Gli ultimi episodi di violenza e criticità nel carcere di Baldenich devono farci riflettere seriamente sullo stato in cui versa l’istituzione carceraria. È necessario ammettere che qualcosa non stia funzionando. Per anni, la narrazione del carcere bellunese è stata quella di una struttura ottimale se non addirittura eccellente, considerata la grande quantità di detenuti impiegati nelle attività lavorative. Questo aspetto, sicuramente lodevole e fondamentale, non può però nascondere alcune gravi mancanze, strutturali ed educative, da tempo presenti nella casa circondariale di Belluno.

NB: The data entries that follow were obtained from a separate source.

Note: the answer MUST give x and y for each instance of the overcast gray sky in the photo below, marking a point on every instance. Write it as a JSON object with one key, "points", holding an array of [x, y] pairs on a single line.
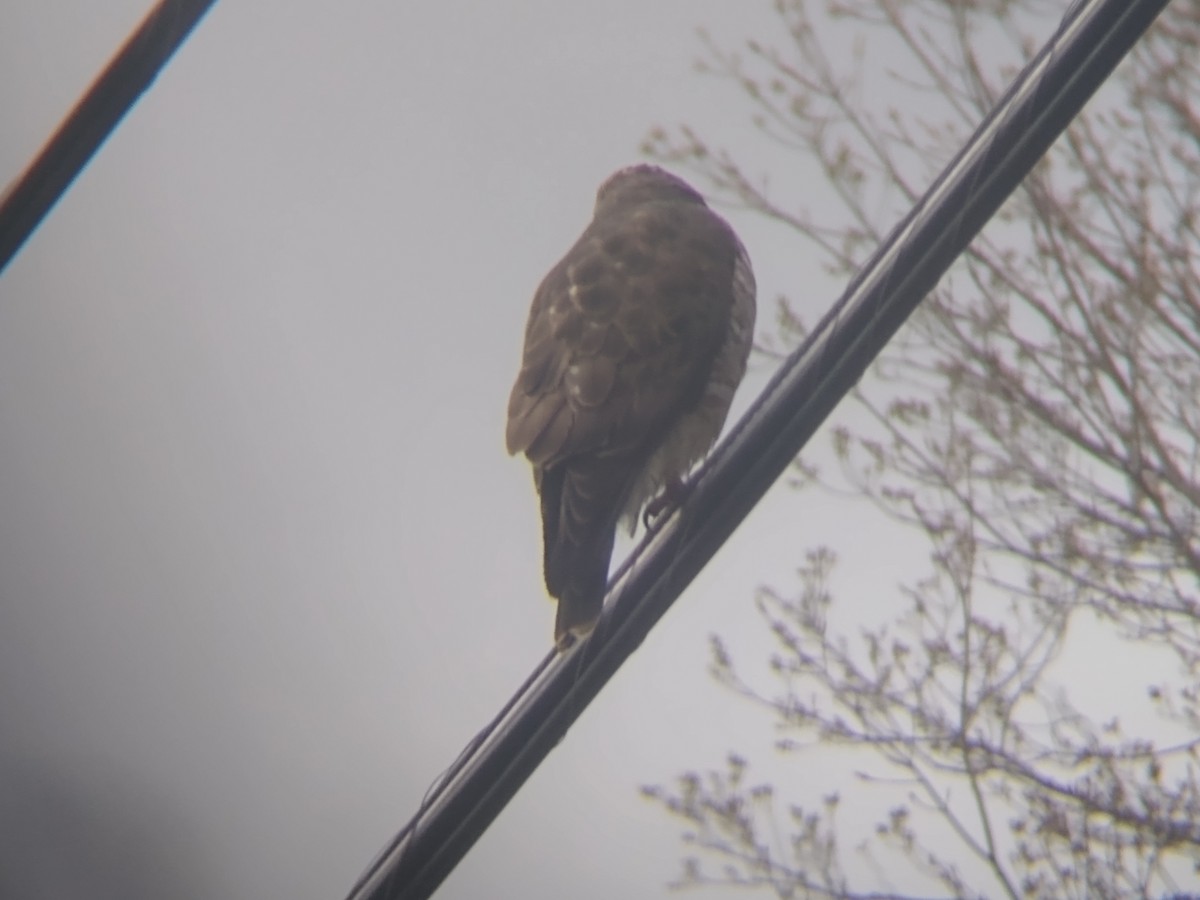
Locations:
{"points": [[264, 565]]}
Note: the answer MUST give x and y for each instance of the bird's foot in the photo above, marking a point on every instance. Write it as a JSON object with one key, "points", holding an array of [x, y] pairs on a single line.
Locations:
{"points": [[669, 498]]}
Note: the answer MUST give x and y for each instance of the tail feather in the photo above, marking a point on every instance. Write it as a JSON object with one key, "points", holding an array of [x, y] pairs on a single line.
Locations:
{"points": [[580, 509]]}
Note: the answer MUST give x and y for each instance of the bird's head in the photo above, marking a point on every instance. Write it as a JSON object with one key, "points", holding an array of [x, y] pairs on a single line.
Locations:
{"points": [[643, 184]]}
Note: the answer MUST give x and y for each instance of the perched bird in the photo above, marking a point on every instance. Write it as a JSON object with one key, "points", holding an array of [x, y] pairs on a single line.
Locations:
{"points": [[634, 347]]}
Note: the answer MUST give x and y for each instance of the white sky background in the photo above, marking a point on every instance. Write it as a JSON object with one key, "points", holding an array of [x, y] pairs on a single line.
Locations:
{"points": [[264, 564]]}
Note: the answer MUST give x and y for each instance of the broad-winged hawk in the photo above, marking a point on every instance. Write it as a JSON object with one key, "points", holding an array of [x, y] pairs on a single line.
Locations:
{"points": [[635, 345]]}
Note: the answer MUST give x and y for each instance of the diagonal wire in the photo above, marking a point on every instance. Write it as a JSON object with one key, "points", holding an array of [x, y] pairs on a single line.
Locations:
{"points": [[130, 72], [1093, 36]]}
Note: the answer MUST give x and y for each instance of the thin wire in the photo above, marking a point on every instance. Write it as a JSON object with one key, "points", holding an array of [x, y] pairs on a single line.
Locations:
{"points": [[88, 125], [1039, 105]]}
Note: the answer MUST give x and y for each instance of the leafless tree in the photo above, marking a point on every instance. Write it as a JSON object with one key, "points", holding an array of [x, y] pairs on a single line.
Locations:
{"points": [[1036, 425]]}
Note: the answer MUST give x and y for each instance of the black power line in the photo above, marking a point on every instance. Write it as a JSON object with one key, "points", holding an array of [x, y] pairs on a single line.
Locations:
{"points": [[94, 118], [1039, 105]]}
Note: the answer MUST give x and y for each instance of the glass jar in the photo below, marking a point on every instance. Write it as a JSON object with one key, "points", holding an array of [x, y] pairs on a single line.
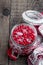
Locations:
{"points": [[36, 58], [22, 38], [33, 17]]}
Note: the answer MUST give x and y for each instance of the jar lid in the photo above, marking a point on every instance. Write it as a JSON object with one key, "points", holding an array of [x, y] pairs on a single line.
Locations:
{"points": [[23, 34], [32, 17], [41, 29], [38, 51]]}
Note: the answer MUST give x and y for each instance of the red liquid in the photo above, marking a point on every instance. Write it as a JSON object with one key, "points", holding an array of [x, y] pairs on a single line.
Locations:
{"points": [[23, 34]]}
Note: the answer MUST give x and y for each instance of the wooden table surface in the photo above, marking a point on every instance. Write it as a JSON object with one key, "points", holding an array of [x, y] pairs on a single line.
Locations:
{"points": [[4, 36]]}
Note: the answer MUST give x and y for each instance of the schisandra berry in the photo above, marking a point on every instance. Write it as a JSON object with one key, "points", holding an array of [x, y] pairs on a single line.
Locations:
{"points": [[23, 34]]}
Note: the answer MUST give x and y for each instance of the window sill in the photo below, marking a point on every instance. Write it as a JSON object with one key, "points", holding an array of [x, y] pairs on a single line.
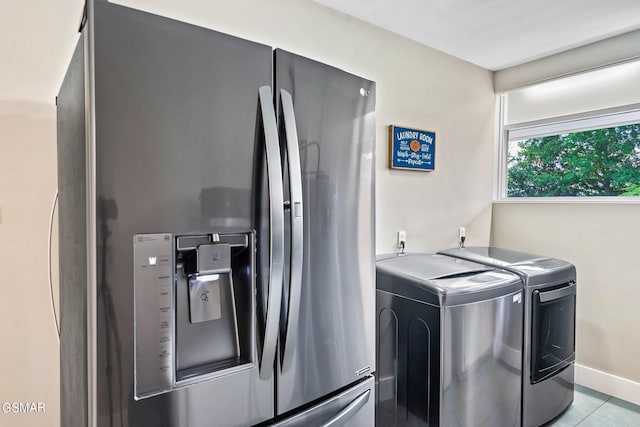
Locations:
{"points": [[613, 200]]}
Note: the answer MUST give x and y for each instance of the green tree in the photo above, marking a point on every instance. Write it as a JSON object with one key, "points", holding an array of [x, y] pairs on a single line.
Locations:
{"points": [[600, 162]]}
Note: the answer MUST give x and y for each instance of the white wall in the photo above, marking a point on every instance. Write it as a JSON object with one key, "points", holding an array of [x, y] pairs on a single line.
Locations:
{"points": [[416, 86], [29, 359]]}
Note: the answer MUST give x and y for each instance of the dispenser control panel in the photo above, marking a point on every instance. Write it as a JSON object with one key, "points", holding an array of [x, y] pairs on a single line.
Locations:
{"points": [[154, 313]]}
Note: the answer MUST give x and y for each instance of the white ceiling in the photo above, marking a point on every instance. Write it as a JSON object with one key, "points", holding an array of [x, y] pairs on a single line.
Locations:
{"points": [[36, 41], [497, 34]]}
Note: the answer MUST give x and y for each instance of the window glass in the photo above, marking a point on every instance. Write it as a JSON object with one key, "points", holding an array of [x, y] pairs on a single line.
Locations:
{"points": [[604, 161]]}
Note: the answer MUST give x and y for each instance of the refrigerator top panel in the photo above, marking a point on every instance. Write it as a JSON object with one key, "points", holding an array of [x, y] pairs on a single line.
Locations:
{"points": [[444, 281], [534, 269]]}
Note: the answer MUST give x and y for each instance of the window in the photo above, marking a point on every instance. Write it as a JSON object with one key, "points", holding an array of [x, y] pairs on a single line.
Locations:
{"points": [[575, 137], [576, 158]]}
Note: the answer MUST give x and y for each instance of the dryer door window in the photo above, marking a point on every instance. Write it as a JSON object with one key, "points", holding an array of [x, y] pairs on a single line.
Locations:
{"points": [[553, 331]]}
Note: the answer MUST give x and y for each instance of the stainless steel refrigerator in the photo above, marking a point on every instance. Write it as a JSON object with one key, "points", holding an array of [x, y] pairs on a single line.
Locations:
{"points": [[216, 231]]}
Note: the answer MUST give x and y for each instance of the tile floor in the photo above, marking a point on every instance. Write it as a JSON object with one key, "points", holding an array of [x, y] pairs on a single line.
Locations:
{"points": [[591, 408]]}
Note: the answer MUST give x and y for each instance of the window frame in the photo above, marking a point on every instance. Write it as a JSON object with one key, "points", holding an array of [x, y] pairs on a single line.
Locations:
{"points": [[610, 117]]}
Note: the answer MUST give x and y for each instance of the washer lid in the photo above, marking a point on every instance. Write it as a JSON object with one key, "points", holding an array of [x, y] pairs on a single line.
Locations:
{"points": [[443, 281], [534, 269]]}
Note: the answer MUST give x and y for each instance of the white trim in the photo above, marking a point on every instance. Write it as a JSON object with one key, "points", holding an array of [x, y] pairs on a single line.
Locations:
{"points": [[615, 50], [610, 384], [557, 127], [596, 200], [499, 166]]}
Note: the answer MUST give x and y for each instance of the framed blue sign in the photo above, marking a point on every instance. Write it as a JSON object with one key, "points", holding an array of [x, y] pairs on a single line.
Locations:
{"points": [[411, 149]]}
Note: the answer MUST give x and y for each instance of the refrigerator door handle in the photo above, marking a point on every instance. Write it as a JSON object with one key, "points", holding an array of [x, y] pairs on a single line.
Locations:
{"points": [[276, 238], [349, 411], [295, 186]]}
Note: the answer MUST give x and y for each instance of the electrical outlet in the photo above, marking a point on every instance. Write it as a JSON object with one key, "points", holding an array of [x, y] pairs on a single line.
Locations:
{"points": [[461, 234], [402, 238]]}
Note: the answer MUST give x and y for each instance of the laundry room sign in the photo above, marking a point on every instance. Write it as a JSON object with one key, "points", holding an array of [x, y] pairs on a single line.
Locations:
{"points": [[411, 149]]}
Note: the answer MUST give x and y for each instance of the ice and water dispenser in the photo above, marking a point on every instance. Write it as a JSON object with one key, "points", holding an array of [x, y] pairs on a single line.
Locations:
{"points": [[194, 308]]}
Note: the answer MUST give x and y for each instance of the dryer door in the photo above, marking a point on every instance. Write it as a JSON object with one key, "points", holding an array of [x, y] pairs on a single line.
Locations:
{"points": [[553, 331]]}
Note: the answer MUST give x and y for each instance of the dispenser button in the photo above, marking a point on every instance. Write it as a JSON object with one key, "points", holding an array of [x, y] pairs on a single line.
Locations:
{"points": [[204, 297]]}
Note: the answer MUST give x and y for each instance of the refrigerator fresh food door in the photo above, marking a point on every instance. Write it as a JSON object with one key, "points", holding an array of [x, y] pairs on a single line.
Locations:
{"points": [[178, 126], [327, 326]]}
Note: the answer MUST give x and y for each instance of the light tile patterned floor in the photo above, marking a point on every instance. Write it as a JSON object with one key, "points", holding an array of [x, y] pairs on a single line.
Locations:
{"points": [[591, 408]]}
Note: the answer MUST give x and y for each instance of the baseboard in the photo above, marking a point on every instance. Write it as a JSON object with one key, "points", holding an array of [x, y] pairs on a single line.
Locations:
{"points": [[615, 386]]}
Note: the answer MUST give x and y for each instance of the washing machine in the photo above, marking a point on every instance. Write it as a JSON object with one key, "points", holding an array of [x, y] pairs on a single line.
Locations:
{"points": [[449, 343], [549, 332]]}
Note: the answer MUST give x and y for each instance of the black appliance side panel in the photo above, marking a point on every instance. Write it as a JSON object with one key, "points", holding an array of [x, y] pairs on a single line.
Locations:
{"points": [[72, 242], [408, 361], [176, 131]]}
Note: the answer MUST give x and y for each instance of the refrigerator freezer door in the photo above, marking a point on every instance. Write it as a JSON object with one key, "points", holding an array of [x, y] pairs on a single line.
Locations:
{"points": [[354, 407], [334, 113]]}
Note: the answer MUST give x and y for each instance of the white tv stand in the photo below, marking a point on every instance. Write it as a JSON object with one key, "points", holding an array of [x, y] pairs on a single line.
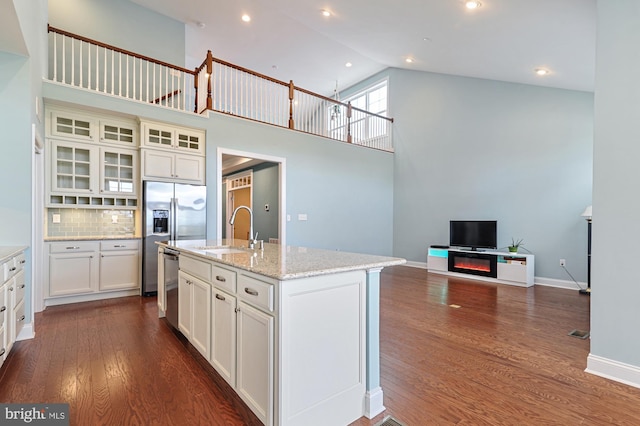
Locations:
{"points": [[493, 266]]}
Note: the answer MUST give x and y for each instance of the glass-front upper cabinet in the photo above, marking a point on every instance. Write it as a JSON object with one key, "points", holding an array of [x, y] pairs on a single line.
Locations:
{"points": [[118, 172], [72, 167]]}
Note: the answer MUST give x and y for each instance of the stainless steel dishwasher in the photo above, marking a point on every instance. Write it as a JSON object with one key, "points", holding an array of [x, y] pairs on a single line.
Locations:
{"points": [[171, 285]]}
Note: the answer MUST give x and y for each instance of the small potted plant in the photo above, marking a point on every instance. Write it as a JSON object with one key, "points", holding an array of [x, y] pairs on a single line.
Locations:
{"points": [[513, 248]]}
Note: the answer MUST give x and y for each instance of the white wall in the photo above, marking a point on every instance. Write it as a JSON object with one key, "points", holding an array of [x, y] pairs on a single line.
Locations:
{"points": [[616, 225]]}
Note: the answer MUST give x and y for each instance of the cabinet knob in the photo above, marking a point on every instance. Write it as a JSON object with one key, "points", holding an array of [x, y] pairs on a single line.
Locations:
{"points": [[250, 291]]}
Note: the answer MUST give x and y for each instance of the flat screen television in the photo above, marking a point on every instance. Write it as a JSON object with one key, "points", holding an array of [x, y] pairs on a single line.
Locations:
{"points": [[473, 234]]}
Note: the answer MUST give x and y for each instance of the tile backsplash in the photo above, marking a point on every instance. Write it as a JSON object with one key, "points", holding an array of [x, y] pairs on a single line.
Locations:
{"points": [[90, 223]]}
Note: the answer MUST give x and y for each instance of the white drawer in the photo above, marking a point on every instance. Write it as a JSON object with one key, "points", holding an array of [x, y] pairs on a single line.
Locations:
{"points": [[19, 289], [73, 247], [3, 310], [119, 245], [196, 267], [255, 292], [3, 349], [19, 318], [9, 269], [224, 278], [19, 262]]}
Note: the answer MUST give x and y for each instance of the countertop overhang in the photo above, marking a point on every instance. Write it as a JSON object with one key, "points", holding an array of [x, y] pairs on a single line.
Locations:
{"points": [[282, 262]]}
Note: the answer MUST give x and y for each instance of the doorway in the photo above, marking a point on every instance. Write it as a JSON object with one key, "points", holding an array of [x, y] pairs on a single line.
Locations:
{"points": [[230, 161]]}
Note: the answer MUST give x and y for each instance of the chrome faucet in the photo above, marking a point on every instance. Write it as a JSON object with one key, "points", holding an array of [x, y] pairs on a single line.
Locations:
{"points": [[252, 238]]}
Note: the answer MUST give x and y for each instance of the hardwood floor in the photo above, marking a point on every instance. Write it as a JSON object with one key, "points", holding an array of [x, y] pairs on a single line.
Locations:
{"points": [[503, 357]]}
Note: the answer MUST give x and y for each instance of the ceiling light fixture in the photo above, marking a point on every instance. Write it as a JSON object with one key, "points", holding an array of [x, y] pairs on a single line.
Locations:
{"points": [[472, 4]]}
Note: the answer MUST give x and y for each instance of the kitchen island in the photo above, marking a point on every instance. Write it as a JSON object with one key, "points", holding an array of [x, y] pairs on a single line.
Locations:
{"points": [[293, 330]]}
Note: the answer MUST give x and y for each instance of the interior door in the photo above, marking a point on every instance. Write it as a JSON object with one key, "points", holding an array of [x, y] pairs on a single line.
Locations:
{"points": [[240, 228]]}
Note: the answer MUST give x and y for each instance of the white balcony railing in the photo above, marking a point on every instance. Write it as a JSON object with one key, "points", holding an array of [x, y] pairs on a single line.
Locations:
{"points": [[215, 85]]}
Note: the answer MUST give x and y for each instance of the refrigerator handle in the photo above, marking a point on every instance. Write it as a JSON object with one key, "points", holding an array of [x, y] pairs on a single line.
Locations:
{"points": [[174, 218]]}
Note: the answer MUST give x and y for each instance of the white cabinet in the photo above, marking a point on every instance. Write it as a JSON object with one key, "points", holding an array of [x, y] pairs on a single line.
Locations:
{"points": [[119, 265], [88, 176], [91, 270], [255, 360], [194, 312], [12, 302], [176, 167], [118, 171], [165, 136], [73, 167], [73, 268], [68, 124], [223, 335]]}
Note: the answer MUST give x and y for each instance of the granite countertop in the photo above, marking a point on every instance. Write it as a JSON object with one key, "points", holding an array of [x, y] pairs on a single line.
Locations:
{"points": [[93, 238], [282, 262], [6, 252]]}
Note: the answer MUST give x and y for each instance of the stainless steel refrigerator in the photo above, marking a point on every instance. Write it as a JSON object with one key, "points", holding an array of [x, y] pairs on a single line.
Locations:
{"points": [[172, 211]]}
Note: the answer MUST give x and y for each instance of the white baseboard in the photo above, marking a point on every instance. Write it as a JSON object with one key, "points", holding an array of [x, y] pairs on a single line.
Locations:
{"points": [[421, 265], [549, 282], [552, 282], [613, 370], [373, 403], [26, 332]]}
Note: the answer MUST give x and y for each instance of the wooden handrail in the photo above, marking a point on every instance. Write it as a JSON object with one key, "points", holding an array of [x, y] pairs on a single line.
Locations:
{"points": [[117, 49], [167, 96]]}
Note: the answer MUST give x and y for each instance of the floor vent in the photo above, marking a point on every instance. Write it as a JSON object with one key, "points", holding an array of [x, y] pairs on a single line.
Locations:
{"points": [[579, 334], [390, 421]]}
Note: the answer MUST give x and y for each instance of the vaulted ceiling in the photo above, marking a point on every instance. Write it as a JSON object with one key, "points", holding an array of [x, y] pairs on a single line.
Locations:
{"points": [[292, 40]]}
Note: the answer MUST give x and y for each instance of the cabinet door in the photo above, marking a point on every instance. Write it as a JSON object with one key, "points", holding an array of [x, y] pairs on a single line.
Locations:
{"points": [[116, 132], [223, 338], [119, 270], [201, 317], [190, 140], [157, 164], [157, 135], [72, 167], [184, 303], [73, 273], [70, 125], [118, 171], [255, 361], [189, 167]]}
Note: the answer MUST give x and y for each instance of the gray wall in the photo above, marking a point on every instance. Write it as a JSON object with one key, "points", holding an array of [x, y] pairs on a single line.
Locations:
{"points": [[468, 148], [616, 228]]}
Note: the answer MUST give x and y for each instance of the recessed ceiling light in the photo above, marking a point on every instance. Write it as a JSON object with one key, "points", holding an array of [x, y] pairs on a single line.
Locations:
{"points": [[472, 4]]}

Nell’ispezione fatta a settembre, con la deputata del Partito Democratico Rachele Scarpa, avevamo già evidenziato alcune gravi carenze: la struttura vecchia e fatiscente, con sole tre docce nella sezione ordinaria, dove in quel periodo erano presenti 70 detenuti; la necessità di un supporto psicologico regolare ed accessibile; la necessità di mediatori culturali all’interno della struttura, visti i tanti detenuti stranieri. Per non parlare della situazione di sovraffollamento, semplicemente lesiva della dignità umana.
In tutto questo, l’unica preoccupazione del senatore Luca De Carlo (rappresentante del governo) è stata quella di dichiarare la sua vicinanza alle forze di polizia penitenziaria. Ricordiamo pure al senatore che gli agenti, prima della sua fondamentale testimonianza, avrebbero forse bisogno di altro: ad esempio, delle ragioni per cui l’organico è ancora così sottodimensionato dopo mesi e mesi di segnalazioni (sono solo 80 gli agenti operativi su un organico che dovrebbe contare 122 unità). Inoltre, proprio in queste ore è di attualità la notizia per cui il Governo non avrebbe condiviso con il Quirinale la nomina del nuovo capo della polizia penitenziaria (annunciata sui giornali ma non ancora arrivata in Consiglio dei Ministri), dopo le dimissioni di Giovanni Russo dal DAP. Una “dimenticanza” piuttosto grave ed irrituale, considerato che è proprio il Quirinale a formalizzare questa nomina, in un momento storico dove il sistema carcere nazionale pare davvero vicino al collasso. Insomma, oltre alla solidarietà, chi governa dovrebbe anche produrre fatti.